Is Prometheus still a viable option for modern observability needs?

Modern observability require from monitoring solutions to deliver several important features.

Tomasz Żyłka

Aug 19, 2024

•

2

min.

Modern observability require from monitoring solutions to deliver several important features:

performance
efficiency
low total cost of ownership (TCO)
cheap long-term storage
high availability
flexibility of configuration and deployments model
extensible query language

Performance has always been a priority for the Prometheus team and allows a fast writing and reading path of metrics. High performance is needed to store a high volume of metrics and allow users configuration like dashboards to present complex data without noticeable delay and execute alerting rules on time.

Current trend is that modern observability deployments not only support cloud providers but also Kubernetes clusters. Kubernetes offer out of the box much more flexibility than cloud providers because scaling up or down is done much quicker to dynamically change to accomodate workloads needs. Unfortunately this option puts a lot of pressure on monitoring solutions because it generates a lot of new time series that are constantly created named churn in Prometheus. The main issue is that high churn puts a lot of pressure off observability software itself by high memory and CPU usage needed to accommodate more and more new time series and lower efficiency of queries that require consuming extra memory and CPU resources to generate results.

Efficiency is defined as usage of minimal needed resources like CPU and memory to store metrics data and perform user queries. Prometheus achieves that by usage of efficient algorithms to compress and store metrics data. To achieve an efficient data model in Prometheus there was need to rewrite and improve the engine over years and even abandon backwards compatibility data format when Prometheus changed its major version.

Prometheus’ low TCO was achieved by implementing an efficient algorithm to compress and store data organised into chunks and blocks. Role of proper data format is not only related to lower space occupied by metrics but also provides efficient searches for queries. Query language and its parser was also optimised for low memory and CPU footprint.

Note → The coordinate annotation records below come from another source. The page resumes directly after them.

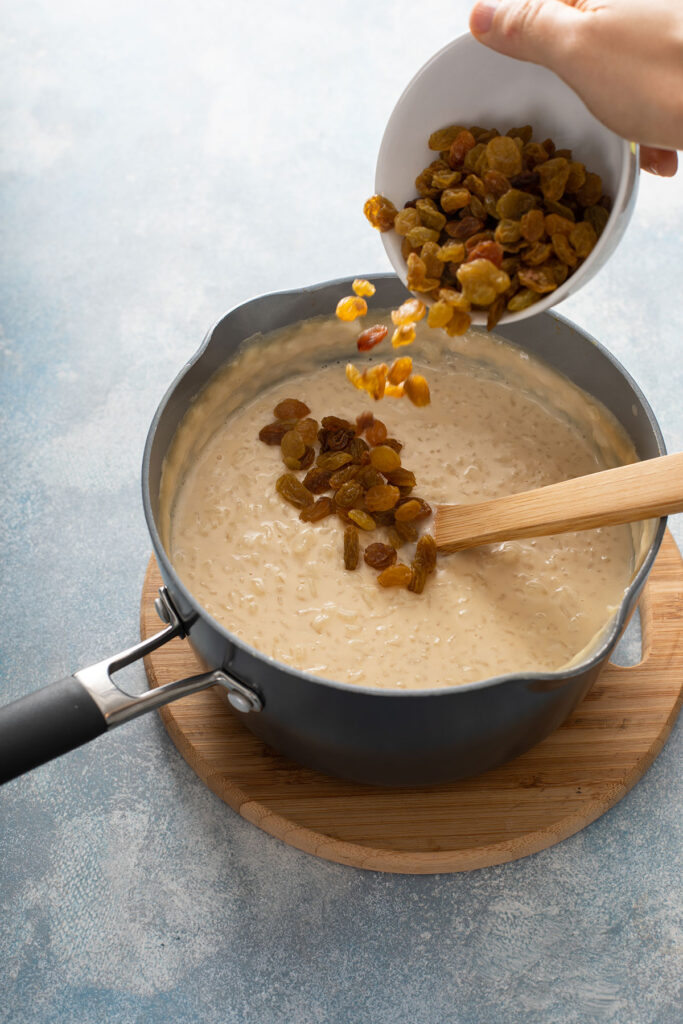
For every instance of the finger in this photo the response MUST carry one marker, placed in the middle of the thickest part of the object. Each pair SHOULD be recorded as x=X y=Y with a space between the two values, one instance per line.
x=540 y=31
x=660 y=162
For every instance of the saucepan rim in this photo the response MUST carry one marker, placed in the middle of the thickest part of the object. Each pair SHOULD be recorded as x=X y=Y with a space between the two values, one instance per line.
x=549 y=679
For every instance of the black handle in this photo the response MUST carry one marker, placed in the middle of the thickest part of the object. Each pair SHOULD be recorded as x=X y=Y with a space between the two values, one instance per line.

Prometheus’ only storage option is to use local attached volumes that are available via filesystem. Recommended option to store metrics data is to use no-mechanical hard drives like SSDs or NVMEs flash drives. Prometheus in the past was also optimised to be used with mechanical hard drives but over time non-mechanical drives became the preferred solution. Even when SSDs or NVMEs are used there is a hard limit for performance of what a single box could offer and Prometheus could saturate hardware resources and vertical scaling has its own limitation mostly driven by costs.

Prometheus doesn’t offer long term storage support and is not recommended for long time retention deployments. Prometheus was not designed for that even though it is proven that local storage could work for long retention. Prometheus supports a limited way of handling corrupted data that could happen anytime when metrics data are stored for a long time. Corrupted data could break queries or even make all metrics data unreadable and the only solution is to delete all existing data. Also long time retention often leads to high space usage which is really expensive for SSDs and NVMEs. Prometheus doesn't support any kind of tiering for metrics data and all data need to be stored on the same volume. Filesystem of the local drive also becomes a bottleneck when storing a lot of data on a large volume. Prometheus developers encouraged community members to build proper solutions for long time retention periods and overtime Prometheus compatible solutions were built that stored metrics in object storage.

High availability in Prometheus is also limited because it uses a simple redundancy model. High availability is achieved by adding another Prometheus instance to work as a pair for redundancy purpose but it leads to double the requests of scraped data and double the space needed to store them. Prometheus instances work totally independently of each other in total separation which don’t allow query engines to actively use both of engines for queries and fill the gap if they happened in time series.

Redundancy doesn't offer any resilience for high cardinality issues in metrics which could happen without any warning and bring Prometheus' instance down. Because high availability acts as a mirror any high cardinality problems automatically happened in both of Prometheus. Also each single instance of Prometheus consists of a single Linux process and shares a single path for read and writes of metrics data and could break each other. It’s quite easy to generate a query of doom in Prometheus and break it by exhausting all memory resources allocated to Prometheus.

Flexibility of configuration and deployments model in modern observability is needed to support a variety of different environments that consist of bare metal or virtual machines or different cloud providers or Kubernetes clusters. Prometheus delivers a variety of choices by supporting dynamic inventory named service discovery. Prometheus automates the process of dynamically gathering targets from a given vendor and avoids the need for static configuration that need to be updated over time.

Because the user's environment became complex and complicated, the query language also needed to support all varieties of scenarios. Query language is not only limited to query metrics but also transform them and enrich queries with functions and operators.

Prometheus supports several key features required by monitoring in the modern observability landscape like performance and efficiency and flexibility. There are limits what Prometheus could offer and if target deployment requires separation of write and read path or require long-term storage or high ability there is need to look for other Prometheus compatible solutions like Thanos or Cortex or Mimir.